El debate sobre el voto preferencial hace peligrar uno de los mejores elementos de nuestro sistema político. La alternativa, la elección por lista cerrada, haría más precaria aun la representatividad de los parlamentarios, ya que el ciudadano sentiría que no eligió al parlamentario, sino que una cúpula partidaria lo puso ahí para que luego fuera “santificado” con el voto. Estas cúpulas, nunca más cuestionadas que ahora, armarían las listas con candidatos que les serían sumisos y que, por tanto, poco tendrían que ver con representar los intereses de los votantes. Serían solo serviles a los dueños de los partidos y a sus cortesanos. A ellos, y solo a ellos, les deberían el puesto. La lealtad sería al patrón del partido.
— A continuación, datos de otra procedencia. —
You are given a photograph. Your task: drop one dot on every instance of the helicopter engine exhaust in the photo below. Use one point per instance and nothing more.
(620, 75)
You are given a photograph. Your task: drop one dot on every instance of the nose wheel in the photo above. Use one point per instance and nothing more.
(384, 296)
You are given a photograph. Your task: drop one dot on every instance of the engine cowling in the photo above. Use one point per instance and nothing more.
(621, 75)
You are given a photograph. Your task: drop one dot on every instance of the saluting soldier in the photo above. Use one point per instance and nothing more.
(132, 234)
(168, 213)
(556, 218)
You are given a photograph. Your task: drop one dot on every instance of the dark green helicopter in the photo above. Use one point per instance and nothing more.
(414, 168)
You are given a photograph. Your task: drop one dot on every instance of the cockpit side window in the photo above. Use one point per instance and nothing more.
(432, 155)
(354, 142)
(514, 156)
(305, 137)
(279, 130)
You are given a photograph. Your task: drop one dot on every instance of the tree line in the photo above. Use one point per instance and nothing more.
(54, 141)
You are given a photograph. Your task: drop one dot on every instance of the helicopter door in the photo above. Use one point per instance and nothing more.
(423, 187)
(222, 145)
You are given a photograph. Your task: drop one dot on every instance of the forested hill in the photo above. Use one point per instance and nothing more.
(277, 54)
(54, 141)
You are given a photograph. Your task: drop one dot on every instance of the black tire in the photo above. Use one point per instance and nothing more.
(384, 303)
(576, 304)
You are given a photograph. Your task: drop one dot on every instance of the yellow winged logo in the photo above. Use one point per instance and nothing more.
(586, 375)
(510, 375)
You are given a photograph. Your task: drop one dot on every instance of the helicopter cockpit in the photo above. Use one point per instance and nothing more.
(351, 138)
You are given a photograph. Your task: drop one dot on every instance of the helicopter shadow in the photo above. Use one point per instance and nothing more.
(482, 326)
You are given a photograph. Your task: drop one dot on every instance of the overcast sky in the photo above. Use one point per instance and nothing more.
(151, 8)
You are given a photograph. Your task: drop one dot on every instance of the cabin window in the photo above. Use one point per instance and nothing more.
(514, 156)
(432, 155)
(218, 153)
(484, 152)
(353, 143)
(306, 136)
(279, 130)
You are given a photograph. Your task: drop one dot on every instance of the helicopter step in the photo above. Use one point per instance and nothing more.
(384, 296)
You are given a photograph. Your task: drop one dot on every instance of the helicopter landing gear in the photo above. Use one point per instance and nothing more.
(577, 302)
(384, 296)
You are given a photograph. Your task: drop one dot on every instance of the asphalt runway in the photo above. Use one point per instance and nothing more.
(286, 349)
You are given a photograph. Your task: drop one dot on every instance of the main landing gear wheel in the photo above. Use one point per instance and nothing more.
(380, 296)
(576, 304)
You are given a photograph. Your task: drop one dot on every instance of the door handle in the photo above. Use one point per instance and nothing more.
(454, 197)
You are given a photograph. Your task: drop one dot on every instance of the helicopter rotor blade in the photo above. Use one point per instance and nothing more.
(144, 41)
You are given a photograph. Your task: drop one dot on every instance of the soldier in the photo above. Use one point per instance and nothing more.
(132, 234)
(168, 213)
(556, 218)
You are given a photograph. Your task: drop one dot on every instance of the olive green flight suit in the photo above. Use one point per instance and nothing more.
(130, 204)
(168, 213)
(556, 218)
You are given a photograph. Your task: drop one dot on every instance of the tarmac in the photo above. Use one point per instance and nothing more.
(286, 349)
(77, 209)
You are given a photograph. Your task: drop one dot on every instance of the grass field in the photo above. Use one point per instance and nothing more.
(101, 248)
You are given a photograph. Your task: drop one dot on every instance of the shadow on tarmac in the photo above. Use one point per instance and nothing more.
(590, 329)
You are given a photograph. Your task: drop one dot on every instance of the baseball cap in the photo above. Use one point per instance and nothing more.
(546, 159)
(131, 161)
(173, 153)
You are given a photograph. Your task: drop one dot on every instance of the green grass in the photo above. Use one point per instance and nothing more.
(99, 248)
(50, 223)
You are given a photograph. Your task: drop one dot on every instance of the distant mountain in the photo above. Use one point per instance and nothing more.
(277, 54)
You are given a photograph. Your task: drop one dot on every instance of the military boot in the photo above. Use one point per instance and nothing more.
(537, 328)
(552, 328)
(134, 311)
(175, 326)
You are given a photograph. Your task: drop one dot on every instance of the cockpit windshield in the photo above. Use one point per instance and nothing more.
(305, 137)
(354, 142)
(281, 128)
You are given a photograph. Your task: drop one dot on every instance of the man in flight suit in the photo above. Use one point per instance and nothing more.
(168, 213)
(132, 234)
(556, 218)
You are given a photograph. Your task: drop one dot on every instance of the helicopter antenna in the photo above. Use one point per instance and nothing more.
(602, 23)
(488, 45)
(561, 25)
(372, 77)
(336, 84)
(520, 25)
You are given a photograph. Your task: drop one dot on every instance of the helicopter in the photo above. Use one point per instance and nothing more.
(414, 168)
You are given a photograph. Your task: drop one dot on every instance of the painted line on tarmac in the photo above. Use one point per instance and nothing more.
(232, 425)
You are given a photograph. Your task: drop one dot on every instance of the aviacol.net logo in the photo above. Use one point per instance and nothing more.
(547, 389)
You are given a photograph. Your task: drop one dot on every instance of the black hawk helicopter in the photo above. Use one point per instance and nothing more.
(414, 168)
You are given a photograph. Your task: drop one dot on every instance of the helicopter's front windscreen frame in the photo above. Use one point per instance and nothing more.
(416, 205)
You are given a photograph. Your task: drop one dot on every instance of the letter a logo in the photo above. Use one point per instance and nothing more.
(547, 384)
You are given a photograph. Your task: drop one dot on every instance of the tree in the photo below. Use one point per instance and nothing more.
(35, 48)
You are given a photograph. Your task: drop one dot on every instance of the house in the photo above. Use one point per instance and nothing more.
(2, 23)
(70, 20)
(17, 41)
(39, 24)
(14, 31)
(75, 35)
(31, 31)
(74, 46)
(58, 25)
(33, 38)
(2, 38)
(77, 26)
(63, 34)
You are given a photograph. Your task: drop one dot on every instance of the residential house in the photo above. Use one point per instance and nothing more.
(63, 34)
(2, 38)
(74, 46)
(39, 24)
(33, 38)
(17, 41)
No al pueblo.
Lo vimos en la reciente elección para la vacancia presidencial, donde penosamente desfilaron congresistas que exponían una postura, pero que no dudaron en quebrarla cuando públicamente los dueños de sus partidos emitieron comunicados para “alinear el rebaño”. Con más razón – y poder – sucederá con bancadas puestas por listas cerradas. Recuérdese que la razón de mantener 130 parlamentarios es para que ciertas decisiones sobre la polis sean el resultado de la dinámica decisional que solo ofrece la deliberación pública. Con listas cerradas, se aseguraría el voto en masa, por rebaño, y entonces la “deliberación” sería una simple escenificación teatral.
En vez de eliminar el voto preferencial, debe perfeccionarse, permitiendo que el elector pueda votar por candidatos de más de un partido, y no como ahora que obliga a elegir hasta a dos aspirantes pero del mismo partido. Es válido que el elector tenga simpatías por candidatos que distintas tiendas políticas. Y con las facilidades informáticas, eso no es una dificultad. Avancemos en esa dirección. Más poder para la gente y menos para los caudillos.